Perspective historique et internationale

C’est autour d’une frise chronologique (en rond), détaillée et efficace que démarre l’exposition. Elle nous éclaire d’entrée de jeu sur les enjeux du sujet, où l’on découvre que les femmes n’ont pas été entièrement « poussées vers la sortie » mais qu’elles impulsaient, déjà dans les années 80 de nombreux mouvements cyberféministes incitant les femmes à investir l’Internet naissant. «  Quand les computers portaient des jupes  », c’est le titre qui a été donné à cette première partie de l’exposition qui dépoussière nos idées reçues sur la place des femmes en informatique.

Et quoi de mieux qu’un support numérique pour s’attaquer à cette vaste question ? Dans la salle, les écrans sont partout, avec au centre une installation qui nous interpelle. The Unbinding de Lauren Moffatt propose une expérience immersive «  dans une boîte noire  » qui se veut la représentation d’un ordinateur géant. On y entre lunettes 3D sur le nez pour découvrir un monde composé de fragments d’images d’archives. Un système visuel qui rend compte de l’importance des images numériques et de leur poids dans la société contemporaine. 

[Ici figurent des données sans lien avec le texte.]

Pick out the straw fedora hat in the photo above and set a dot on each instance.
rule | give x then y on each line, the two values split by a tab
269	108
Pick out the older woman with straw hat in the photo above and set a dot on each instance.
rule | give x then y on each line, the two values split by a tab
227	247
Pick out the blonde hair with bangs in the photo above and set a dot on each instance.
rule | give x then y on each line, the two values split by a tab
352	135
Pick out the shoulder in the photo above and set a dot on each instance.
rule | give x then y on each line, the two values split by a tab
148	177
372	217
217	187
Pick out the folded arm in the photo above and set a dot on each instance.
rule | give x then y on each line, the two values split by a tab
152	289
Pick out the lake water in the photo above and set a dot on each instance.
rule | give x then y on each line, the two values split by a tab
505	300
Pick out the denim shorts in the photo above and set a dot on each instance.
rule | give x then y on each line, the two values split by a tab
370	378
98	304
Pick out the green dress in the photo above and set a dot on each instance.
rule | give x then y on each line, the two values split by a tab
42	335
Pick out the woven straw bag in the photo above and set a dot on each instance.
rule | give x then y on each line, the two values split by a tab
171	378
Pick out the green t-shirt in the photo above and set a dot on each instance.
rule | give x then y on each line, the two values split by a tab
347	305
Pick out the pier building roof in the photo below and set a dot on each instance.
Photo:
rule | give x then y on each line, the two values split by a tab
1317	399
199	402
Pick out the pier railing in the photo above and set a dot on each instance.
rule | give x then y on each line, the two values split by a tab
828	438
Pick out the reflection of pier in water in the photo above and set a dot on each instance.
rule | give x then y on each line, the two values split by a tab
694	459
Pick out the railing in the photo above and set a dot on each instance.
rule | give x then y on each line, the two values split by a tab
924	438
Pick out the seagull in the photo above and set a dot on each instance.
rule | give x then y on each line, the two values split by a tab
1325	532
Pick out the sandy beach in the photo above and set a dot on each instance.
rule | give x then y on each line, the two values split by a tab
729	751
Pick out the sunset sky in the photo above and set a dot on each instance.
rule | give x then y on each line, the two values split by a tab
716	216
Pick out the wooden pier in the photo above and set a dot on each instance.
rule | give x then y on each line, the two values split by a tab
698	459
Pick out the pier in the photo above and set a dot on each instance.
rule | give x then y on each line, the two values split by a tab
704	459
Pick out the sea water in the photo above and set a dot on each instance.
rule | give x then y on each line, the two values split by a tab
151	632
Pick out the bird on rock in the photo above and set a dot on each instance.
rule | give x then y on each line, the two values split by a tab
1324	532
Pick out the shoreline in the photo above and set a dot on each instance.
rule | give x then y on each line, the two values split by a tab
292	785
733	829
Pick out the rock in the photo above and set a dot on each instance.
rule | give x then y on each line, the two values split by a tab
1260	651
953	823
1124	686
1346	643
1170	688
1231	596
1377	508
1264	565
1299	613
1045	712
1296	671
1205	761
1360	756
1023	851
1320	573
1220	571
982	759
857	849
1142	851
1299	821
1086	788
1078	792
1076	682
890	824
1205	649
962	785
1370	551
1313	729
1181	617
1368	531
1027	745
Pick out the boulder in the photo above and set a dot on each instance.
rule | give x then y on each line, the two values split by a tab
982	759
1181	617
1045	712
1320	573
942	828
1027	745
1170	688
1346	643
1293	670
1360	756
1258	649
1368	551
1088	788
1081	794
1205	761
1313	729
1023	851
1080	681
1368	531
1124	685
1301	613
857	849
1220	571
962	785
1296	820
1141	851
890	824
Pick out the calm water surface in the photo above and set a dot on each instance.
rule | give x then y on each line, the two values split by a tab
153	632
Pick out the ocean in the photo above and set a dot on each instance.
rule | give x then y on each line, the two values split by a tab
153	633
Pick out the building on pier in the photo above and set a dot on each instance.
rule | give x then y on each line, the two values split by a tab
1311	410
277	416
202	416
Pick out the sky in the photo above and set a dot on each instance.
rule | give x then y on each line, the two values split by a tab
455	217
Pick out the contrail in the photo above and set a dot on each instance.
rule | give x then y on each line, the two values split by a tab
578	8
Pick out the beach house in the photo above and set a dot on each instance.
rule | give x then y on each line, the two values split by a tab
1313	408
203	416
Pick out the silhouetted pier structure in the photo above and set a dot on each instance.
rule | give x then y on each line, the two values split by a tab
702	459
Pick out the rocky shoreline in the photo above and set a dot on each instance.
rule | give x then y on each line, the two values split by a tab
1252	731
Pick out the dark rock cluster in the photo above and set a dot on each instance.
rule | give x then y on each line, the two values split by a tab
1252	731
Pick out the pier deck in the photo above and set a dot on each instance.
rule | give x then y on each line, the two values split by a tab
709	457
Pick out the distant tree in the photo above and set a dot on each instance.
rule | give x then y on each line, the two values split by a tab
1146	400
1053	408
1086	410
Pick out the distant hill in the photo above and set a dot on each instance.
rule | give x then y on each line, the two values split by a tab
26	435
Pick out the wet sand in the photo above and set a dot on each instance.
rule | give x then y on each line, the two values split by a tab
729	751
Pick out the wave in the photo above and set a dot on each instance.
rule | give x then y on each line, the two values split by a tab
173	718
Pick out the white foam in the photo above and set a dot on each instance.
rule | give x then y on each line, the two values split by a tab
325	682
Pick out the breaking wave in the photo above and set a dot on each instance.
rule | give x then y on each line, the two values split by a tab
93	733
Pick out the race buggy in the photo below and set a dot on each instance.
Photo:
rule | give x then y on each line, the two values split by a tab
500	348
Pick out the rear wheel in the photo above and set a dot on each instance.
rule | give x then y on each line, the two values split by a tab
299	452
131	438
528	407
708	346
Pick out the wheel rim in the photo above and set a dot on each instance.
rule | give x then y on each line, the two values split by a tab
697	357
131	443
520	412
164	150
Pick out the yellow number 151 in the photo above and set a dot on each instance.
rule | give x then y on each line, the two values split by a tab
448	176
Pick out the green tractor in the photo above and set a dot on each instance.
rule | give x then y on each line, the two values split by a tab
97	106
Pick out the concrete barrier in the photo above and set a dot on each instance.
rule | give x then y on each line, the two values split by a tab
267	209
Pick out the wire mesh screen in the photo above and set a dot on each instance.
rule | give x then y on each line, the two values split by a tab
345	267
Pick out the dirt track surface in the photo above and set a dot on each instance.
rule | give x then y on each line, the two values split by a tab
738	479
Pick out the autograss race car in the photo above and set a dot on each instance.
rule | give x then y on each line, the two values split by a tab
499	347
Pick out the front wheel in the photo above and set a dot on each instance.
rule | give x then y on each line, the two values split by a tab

Image tirée de The Unbinding de Moffatt Lauren- Crédit : La Gaîté Lyrique

À peine plus loin, on s’arrête un instant sur le travail de l’artiste franco-suisse Lauren Huret. Intitulée Breaking the Internet, la vidéo met en lien deux récits de femmes qui se disaient un jour prêtes à «  briser la machine  ». D’un côté, des opératrices de téléphonie en Angleterre se révoltaient, dès le début du XIXème siècle, contre la technologie qui menaçait de les dépossédées de leur travail. De l’autre, Kim Kardashian, à l’image des influenceuses affiche son corps sous toutes ses formes sur les réseaux sociaux. Tandis que les premières sont incarnées par leur voix, Kim Kardashian, l’est, elle, à travers l’image de son corps. Par ce parallèle, l’artiste questionne les effets délétères des technologies au cours du temps et vient communiquer avec la seconde partie vers laquelle évolue l’exposition.

Do it yourself et résistance

On la découvre dans une salle sombre, à l’aspect plus intimiste. Dans cet espace, le regard de plusieurs artistes et collectifs révèle l’impact croissant dans la société, de la pénurie de femmes à des postes stratégiques de l’industrie informatique.

Le code répondrait à des normes sexistes et discriminatoires. D’une œuvre à l’autre, bercé entre de nombreuses références historiques, personnelles et sociales, le visiteur prend alors connaissance des effets concrets que la présence (ou l’absence) féminine dans le domaine des technologies entraîne. À l’image du travail vidéo Body Scan réalisé par Erica Scourti, une œuvre qu’il faut aller chercher dans un recoin de la pièce, où l’artiste utilise sa propre expérience pour rendre compte des dérives informatiques vis-à-vis du corps humain, notamment féminin.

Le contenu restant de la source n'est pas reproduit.